In den kommenden Jahren werden nach Einschätzung von Experten immer mehr Menschen mit ihrem Mobiltelefon Fernsehübertragungen verfolgen. Sportveranstaltung wie die Fußball-EM oder -WM gelten als wichtige Treiber.
Quelle FTD
Frühbucher verblüffen Südafrika
Durban - Drei Jahre vor Anpfiff der Fußball-WM haben sich die ersten Frühbucher ihre Unterkünfte in Südafrika bereits gesichert. Südafrikanische Hoteliers sind verblüfft.
«Es fängt in der Tat an: Vergangene Woche hatten wir wieder zwei Deutsche, die drei Nächte für Juli 2010 gebucht haben», sagt Direktor Peter Cossey von der «Plumary Game Lodge» in den Magaliesbergen, die gerade mal eine knappe Autostunde von den Stadien in Johannesburg und Pretoria entfernt ist. «Wir wissen, dass die Deutschen gute Organisatoren sind - aber dass die so fix sind, verblüfft mich doch», sagt Cossey.
Auch andere Lodges wie das «Zimbali-Resort» außerhalb Durbans berichteten auf der Indaba-Touristikmesse in Durban von Anfragen und Buchungen - überwiegend von Deutschen und Skandinaviern. «Wir sind bereits voll im Geschäft», bestätigt Silke Marshall von der südafrikanischen Reiseagentur M&M Solutions. Sie kooperiert mit dem Veranstalter Vietentours in Düsseldorf, der mit einem von dem Deutschen Willi Koormann entwickelten Konzept arbeitet: Frühbucher können den nicht unerheblichen Betrag für die WM-Reise in Südafrika monatlich mit 50 Euro abzahlen. «Eine Art Ansparmodell», so Marshall.
Region stößt schon jetzt auf Interesse der Fans
Auch wenn es sich bisher eher um Einzelfälle handelt, ist der Trend klar: Südafrika und die ganze Region stoßen schon jetzt auf das Interesse von WM-Fans. Auch Nachbarländer wie Namibia und Mosambik bestätigen das. «Es sind vor allem Touristen, die sich abseits der großen Metropolen ihr Naturerlebnis sichern und den Besuch der WM mit einer Safari kombinieren wollen», sagt Charity Chanda Lumpa von Sambias Tourismusbehörde.
Sambia geht bis 2010 von jährlichen Tourismus-Zuwachsraten um die 20 Prozent aus und will vor allem die Victoria-Fälle als Drehscheibe für Safari-Touristen in die Nationalparks des Landes nutzen. «Wir hatten vergangenes Jahr nach bisherigen Schätzungen rund 770 000 ausländische Besucher und gehen davon aus, bis 2010 die Million zu übertreffen», sagt Lumpa. Selbst am Indaba-Stand des Krisenlandes Simbabwe machte sich Optimismus breit: «Der Tourismus zieht wieder an», hieß es bei den Ausstellern. Vor allem Besuche des Kariba-Staudamms seien sehr gefragt.

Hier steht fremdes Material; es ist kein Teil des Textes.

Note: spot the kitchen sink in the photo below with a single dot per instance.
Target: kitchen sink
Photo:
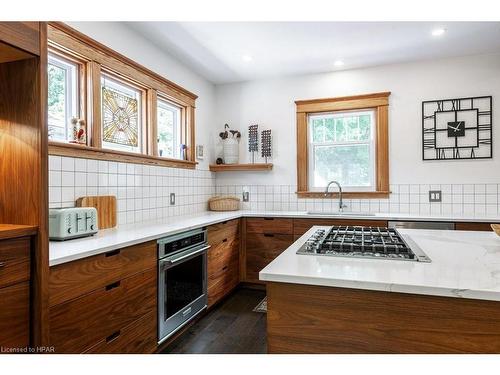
(340, 213)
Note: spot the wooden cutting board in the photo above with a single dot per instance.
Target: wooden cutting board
(106, 209)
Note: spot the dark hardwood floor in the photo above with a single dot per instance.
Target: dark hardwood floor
(232, 327)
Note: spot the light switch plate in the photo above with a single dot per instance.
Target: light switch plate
(434, 196)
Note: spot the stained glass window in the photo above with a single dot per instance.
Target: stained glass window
(169, 129)
(121, 115)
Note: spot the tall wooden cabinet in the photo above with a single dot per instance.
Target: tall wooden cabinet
(23, 156)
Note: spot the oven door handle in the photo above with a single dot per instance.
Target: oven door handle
(176, 260)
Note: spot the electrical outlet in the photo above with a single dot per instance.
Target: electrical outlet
(434, 196)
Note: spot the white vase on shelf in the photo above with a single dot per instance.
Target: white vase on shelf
(231, 149)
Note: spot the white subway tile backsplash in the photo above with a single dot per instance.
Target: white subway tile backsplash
(142, 191)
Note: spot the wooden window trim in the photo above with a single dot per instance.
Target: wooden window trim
(98, 58)
(379, 102)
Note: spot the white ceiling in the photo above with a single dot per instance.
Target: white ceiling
(215, 49)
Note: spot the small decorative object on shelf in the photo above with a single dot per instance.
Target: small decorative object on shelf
(253, 140)
(199, 152)
(230, 146)
(266, 144)
(79, 132)
(183, 151)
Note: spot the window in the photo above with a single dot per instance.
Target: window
(343, 139)
(121, 115)
(169, 130)
(341, 148)
(129, 112)
(62, 97)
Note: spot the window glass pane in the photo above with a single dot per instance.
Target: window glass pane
(121, 115)
(350, 165)
(169, 129)
(62, 97)
(329, 129)
(340, 132)
(318, 130)
(342, 148)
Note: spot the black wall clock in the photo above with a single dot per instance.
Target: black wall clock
(457, 128)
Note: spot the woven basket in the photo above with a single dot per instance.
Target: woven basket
(224, 203)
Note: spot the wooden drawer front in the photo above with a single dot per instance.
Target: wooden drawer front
(269, 225)
(73, 279)
(14, 315)
(219, 232)
(139, 337)
(78, 325)
(484, 227)
(300, 226)
(261, 250)
(14, 261)
(223, 269)
(223, 281)
(24, 35)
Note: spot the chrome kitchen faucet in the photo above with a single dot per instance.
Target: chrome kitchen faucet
(341, 204)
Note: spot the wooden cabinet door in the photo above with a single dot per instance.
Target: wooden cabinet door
(14, 316)
(262, 249)
(24, 35)
(223, 269)
(14, 261)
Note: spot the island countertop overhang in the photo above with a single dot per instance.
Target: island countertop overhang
(464, 265)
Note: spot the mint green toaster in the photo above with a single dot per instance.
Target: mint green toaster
(73, 222)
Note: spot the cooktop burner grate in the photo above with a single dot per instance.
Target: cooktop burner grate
(363, 242)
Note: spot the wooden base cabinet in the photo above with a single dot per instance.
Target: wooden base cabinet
(317, 320)
(265, 239)
(14, 292)
(223, 260)
(106, 303)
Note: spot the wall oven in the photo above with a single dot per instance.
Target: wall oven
(182, 280)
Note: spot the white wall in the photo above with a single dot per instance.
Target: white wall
(122, 39)
(270, 103)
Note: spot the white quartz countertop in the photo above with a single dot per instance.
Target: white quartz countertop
(464, 265)
(132, 234)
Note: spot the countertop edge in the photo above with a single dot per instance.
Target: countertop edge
(241, 214)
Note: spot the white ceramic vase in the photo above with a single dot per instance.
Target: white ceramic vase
(231, 149)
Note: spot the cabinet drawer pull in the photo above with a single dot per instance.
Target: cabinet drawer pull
(112, 253)
(113, 336)
(113, 286)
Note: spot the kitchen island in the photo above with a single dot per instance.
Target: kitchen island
(321, 304)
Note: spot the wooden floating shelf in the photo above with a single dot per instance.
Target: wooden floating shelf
(241, 167)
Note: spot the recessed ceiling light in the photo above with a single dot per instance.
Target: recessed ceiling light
(438, 32)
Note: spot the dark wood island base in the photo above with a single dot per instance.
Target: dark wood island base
(317, 319)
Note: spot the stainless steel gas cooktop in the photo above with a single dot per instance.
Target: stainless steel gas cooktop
(363, 242)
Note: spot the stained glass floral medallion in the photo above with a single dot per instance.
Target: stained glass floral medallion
(120, 118)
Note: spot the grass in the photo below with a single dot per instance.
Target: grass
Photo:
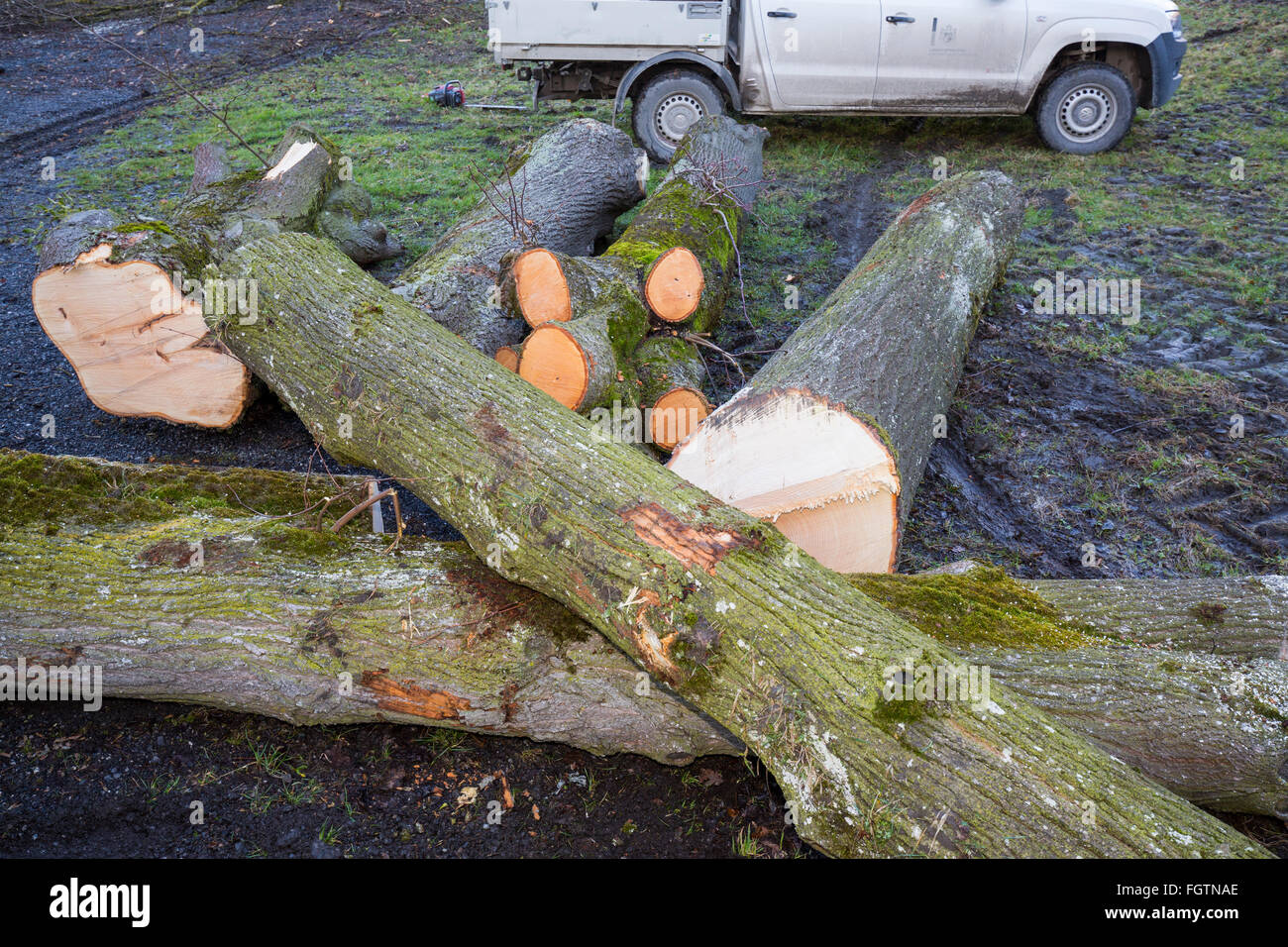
(1167, 208)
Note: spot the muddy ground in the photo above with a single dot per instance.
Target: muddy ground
(1046, 453)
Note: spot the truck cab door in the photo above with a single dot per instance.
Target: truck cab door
(820, 53)
(957, 53)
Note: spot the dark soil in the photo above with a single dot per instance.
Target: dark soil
(123, 783)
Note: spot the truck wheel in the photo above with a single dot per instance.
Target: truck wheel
(1087, 108)
(669, 106)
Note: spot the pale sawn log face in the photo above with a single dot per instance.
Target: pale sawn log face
(566, 188)
(880, 359)
(590, 313)
(781, 651)
(218, 587)
(123, 302)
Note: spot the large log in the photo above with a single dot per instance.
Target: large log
(277, 611)
(675, 262)
(712, 602)
(223, 590)
(671, 375)
(565, 191)
(125, 302)
(831, 437)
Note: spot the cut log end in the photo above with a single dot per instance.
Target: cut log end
(822, 475)
(674, 285)
(677, 415)
(138, 347)
(541, 289)
(555, 363)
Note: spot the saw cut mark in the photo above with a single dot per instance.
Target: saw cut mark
(674, 285)
(541, 287)
(822, 475)
(703, 547)
(410, 698)
(294, 155)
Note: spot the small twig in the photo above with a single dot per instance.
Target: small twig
(698, 341)
(366, 504)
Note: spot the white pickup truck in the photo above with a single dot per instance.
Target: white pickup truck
(1081, 68)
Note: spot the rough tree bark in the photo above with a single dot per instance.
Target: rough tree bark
(829, 440)
(274, 615)
(124, 300)
(222, 590)
(784, 652)
(565, 191)
(671, 375)
(674, 262)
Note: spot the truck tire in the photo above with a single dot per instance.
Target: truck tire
(1086, 110)
(668, 105)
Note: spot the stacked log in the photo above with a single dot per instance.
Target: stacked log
(829, 438)
(670, 272)
(125, 302)
(275, 618)
(715, 604)
(565, 189)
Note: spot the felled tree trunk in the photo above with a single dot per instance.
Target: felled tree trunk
(674, 263)
(226, 591)
(671, 375)
(1210, 727)
(1236, 617)
(127, 302)
(713, 603)
(274, 615)
(563, 191)
(829, 440)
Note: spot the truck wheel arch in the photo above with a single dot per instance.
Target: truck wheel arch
(639, 71)
(1133, 59)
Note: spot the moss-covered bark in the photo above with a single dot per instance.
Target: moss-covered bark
(700, 205)
(1209, 728)
(222, 589)
(888, 344)
(124, 315)
(666, 363)
(563, 191)
(223, 211)
(781, 651)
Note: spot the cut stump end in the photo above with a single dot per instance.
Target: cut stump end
(677, 415)
(138, 347)
(673, 287)
(541, 287)
(555, 363)
(823, 476)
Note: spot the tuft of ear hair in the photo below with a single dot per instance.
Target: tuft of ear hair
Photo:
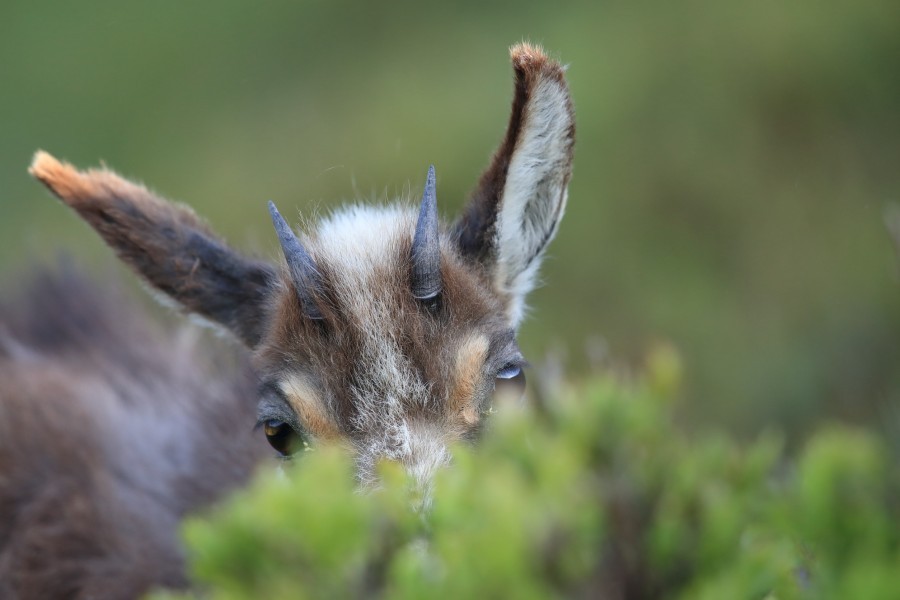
(167, 245)
(515, 210)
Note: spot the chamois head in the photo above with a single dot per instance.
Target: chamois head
(383, 327)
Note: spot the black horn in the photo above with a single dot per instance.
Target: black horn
(426, 248)
(300, 264)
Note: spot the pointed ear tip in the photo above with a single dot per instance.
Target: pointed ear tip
(532, 58)
(44, 165)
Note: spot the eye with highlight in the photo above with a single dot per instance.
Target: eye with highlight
(509, 381)
(283, 438)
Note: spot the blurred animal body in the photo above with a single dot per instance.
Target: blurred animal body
(383, 329)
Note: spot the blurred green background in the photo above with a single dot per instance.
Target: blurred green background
(732, 168)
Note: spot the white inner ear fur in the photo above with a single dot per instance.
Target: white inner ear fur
(534, 195)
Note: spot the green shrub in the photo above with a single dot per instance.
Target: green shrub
(599, 494)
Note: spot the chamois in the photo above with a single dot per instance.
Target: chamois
(382, 328)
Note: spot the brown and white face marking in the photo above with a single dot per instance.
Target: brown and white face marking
(383, 329)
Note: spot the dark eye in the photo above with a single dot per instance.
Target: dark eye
(282, 437)
(510, 381)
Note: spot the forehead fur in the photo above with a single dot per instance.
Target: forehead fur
(380, 361)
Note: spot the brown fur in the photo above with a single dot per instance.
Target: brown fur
(112, 428)
(476, 227)
(469, 364)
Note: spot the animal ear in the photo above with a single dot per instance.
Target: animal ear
(167, 245)
(515, 210)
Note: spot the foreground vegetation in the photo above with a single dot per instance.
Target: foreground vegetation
(597, 493)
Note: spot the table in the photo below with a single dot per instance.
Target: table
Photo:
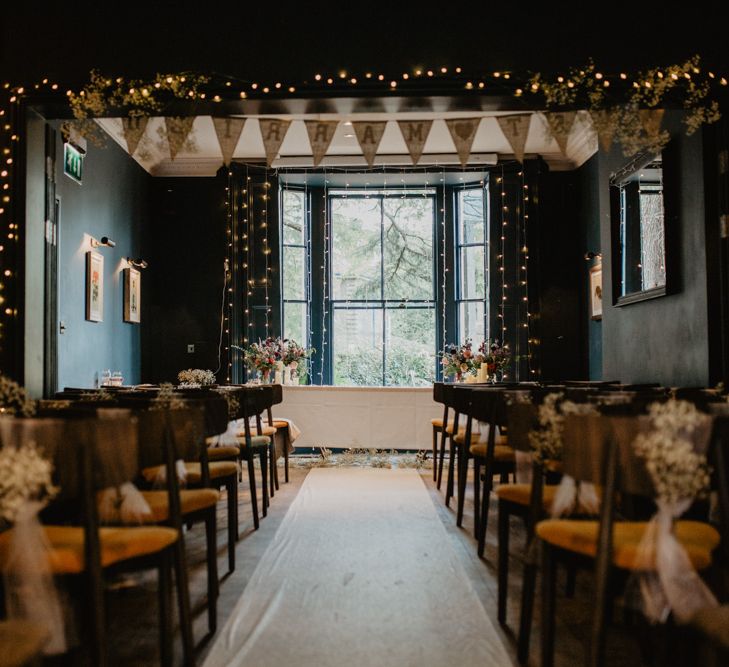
(361, 417)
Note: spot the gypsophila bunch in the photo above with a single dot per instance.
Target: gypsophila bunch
(677, 471)
(24, 475)
(13, 398)
(167, 399)
(196, 377)
(546, 441)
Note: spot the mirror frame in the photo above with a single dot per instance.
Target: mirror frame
(669, 222)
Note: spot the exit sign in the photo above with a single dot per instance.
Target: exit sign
(73, 162)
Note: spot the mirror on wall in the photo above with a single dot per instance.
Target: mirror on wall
(639, 230)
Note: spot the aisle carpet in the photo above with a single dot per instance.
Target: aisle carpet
(360, 573)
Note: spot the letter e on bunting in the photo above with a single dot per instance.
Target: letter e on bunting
(415, 133)
(273, 132)
(178, 129)
(463, 132)
(369, 134)
(321, 133)
(228, 131)
(133, 129)
(516, 128)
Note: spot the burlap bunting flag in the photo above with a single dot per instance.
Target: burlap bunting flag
(133, 128)
(273, 132)
(463, 132)
(369, 135)
(415, 133)
(559, 125)
(228, 131)
(516, 129)
(178, 129)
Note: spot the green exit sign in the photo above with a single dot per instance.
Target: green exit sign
(73, 162)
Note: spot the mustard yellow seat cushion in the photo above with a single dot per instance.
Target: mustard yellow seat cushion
(117, 544)
(502, 453)
(224, 452)
(191, 500)
(21, 643)
(699, 539)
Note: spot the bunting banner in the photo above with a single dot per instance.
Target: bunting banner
(415, 133)
(651, 120)
(321, 133)
(516, 128)
(605, 122)
(133, 128)
(228, 131)
(369, 134)
(463, 132)
(178, 129)
(273, 132)
(559, 125)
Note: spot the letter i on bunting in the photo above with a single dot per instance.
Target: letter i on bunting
(321, 133)
(369, 134)
(133, 129)
(273, 132)
(516, 128)
(463, 132)
(415, 133)
(178, 129)
(228, 131)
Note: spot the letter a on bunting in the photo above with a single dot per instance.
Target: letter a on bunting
(273, 132)
(321, 133)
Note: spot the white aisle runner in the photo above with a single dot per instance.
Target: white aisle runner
(360, 573)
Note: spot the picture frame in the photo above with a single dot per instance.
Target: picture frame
(596, 292)
(94, 286)
(132, 296)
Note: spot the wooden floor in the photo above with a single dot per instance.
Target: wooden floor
(132, 609)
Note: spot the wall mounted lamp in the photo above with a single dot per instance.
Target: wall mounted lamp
(137, 263)
(105, 241)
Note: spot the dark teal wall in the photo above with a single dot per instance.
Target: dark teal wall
(111, 202)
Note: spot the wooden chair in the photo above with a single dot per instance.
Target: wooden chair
(87, 458)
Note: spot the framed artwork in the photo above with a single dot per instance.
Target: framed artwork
(596, 292)
(94, 286)
(132, 295)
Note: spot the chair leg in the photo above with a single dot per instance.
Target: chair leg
(503, 566)
(164, 592)
(476, 495)
(212, 562)
(254, 490)
(263, 455)
(231, 487)
(528, 588)
(549, 572)
(451, 473)
(183, 603)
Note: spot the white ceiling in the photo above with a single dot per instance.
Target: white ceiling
(201, 156)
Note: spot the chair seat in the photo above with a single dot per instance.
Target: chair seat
(502, 453)
(21, 641)
(191, 500)
(699, 539)
(66, 554)
(713, 623)
(224, 452)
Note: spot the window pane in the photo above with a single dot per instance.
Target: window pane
(472, 284)
(357, 346)
(408, 236)
(409, 356)
(356, 248)
(294, 216)
(294, 272)
(471, 216)
(471, 320)
(295, 322)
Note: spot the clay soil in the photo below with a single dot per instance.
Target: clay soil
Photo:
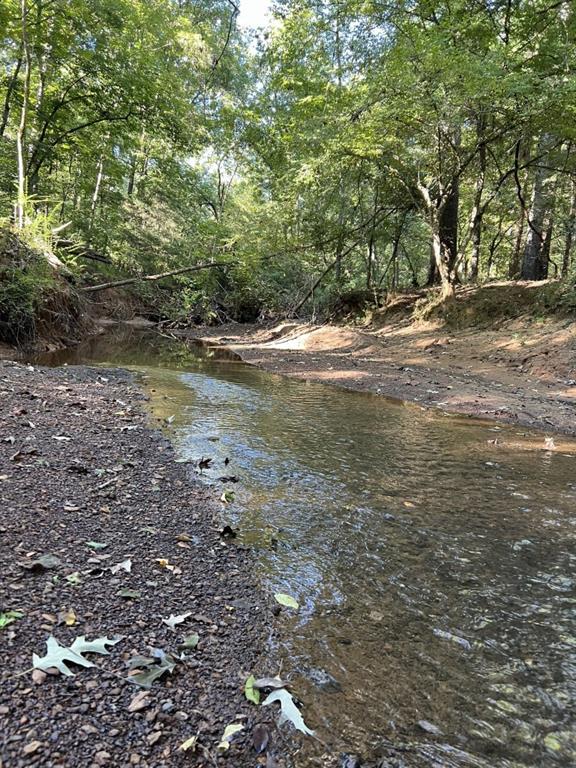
(79, 463)
(521, 372)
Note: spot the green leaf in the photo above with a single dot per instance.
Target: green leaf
(8, 617)
(288, 710)
(229, 732)
(286, 600)
(190, 642)
(251, 693)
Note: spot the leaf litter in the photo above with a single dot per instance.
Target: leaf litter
(58, 656)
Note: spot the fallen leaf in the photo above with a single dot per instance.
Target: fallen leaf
(139, 702)
(260, 738)
(125, 565)
(286, 600)
(38, 676)
(43, 563)
(32, 747)
(67, 617)
(189, 744)
(7, 617)
(269, 682)
(153, 668)
(229, 732)
(190, 642)
(129, 594)
(173, 620)
(251, 693)
(58, 656)
(288, 710)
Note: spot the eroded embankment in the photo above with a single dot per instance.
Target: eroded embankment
(523, 372)
(104, 535)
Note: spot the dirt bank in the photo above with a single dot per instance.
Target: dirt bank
(103, 534)
(522, 372)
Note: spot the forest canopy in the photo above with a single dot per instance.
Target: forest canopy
(352, 145)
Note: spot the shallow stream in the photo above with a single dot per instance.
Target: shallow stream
(435, 569)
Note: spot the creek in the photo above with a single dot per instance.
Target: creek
(435, 569)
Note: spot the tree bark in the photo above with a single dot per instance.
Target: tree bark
(21, 133)
(443, 220)
(477, 212)
(9, 91)
(535, 260)
(570, 232)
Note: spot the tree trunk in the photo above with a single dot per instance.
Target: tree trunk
(443, 220)
(570, 232)
(535, 260)
(96, 195)
(21, 133)
(449, 230)
(477, 213)
(9, 91)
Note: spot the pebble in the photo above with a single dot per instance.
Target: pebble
(32, 747)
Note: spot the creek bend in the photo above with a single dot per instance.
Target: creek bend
(435, 570)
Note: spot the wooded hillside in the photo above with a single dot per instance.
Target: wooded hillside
(351, 146)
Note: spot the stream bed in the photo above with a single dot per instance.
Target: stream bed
(433, 556)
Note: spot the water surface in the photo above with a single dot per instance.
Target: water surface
(436, 571)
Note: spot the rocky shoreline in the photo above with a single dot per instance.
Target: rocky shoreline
(104, 535)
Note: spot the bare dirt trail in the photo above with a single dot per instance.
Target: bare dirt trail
(522, 372)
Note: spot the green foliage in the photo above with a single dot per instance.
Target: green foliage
(21, 292)
(341, 144)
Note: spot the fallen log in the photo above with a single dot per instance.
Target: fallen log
(149, 278)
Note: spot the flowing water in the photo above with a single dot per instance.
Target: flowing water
(435, 570)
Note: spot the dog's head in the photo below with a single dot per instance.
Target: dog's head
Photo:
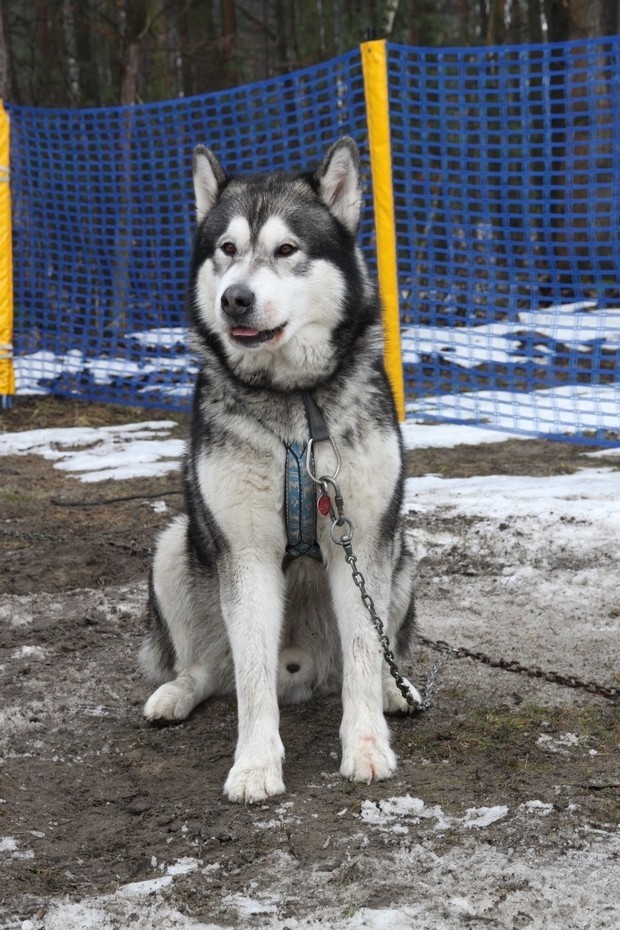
(280, 288)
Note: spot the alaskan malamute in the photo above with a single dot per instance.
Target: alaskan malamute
(248, 590)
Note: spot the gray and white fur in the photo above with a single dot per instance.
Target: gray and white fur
(281, 302)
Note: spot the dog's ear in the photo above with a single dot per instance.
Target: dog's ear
(340, 182)
(209, 178)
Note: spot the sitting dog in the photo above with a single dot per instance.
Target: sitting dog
(248, 590)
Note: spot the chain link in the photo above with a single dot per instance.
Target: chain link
(611, 692)
(344, 539)
(446, 650)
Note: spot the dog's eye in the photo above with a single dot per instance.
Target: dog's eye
(285, 250)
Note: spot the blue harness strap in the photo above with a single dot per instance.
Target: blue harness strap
(299, 506)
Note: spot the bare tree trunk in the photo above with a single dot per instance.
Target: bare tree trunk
(534, 20)
(6, 70)
(389, 14)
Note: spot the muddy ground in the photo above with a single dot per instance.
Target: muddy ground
(93, 799)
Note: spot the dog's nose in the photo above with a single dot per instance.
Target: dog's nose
(237, 300)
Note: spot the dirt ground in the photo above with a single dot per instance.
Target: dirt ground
(93, 799)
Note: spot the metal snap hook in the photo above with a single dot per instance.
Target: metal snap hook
(309, 460)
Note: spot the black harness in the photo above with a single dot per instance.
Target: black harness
(300, 495)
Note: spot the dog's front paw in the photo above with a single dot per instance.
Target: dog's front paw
(369, 759)
(248, 783)
(394, 702)
(172, 702)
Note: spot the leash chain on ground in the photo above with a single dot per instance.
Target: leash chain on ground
(610, 692)
(345, 539)
(447, 651)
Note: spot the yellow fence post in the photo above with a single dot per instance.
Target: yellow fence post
(374, 65)
(7, 375)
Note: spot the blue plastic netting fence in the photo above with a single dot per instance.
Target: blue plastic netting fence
(507, 189)
(103, 218)
(506, 169)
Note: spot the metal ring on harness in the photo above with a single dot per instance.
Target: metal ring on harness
(309, 460)
(347, 537)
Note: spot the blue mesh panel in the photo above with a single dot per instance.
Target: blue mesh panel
(103, 218)
(506, 167)
(507, 190)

Auch im Austragungsland Südafrika sind die Erwartungen hoch. Erstmals will der Weltfußballverband FIFA nicht nur Hotels, sondern auch Pensionen und Lodges in Nationalparks reservieren. Das Land, das im Jahr 2006 mit 8,4 Millionen Touristen mehr Besucher aus dem Ausland anlockte als je zuvor in seiner Geschichte, erwartet rund 400 000 WM-Touristen. «Ermutigend ist, dass in allen Schlüsselmärkten Wachstum erzielt wurde», sagte Südafrikas Tourismusminister Marthinus van Schalkwyk in Durban, wo im November mit der Vorrundenauslosung der erste große WM-Test stattfinden wird. Der Tourismus trage in Südafrika jedes Jahr mehr als 66 Milliarden Rand (6,7 Milliarden Euro) zur Wirtschaft bei und schaffe mehr als 500 000 Arbeitsplätze.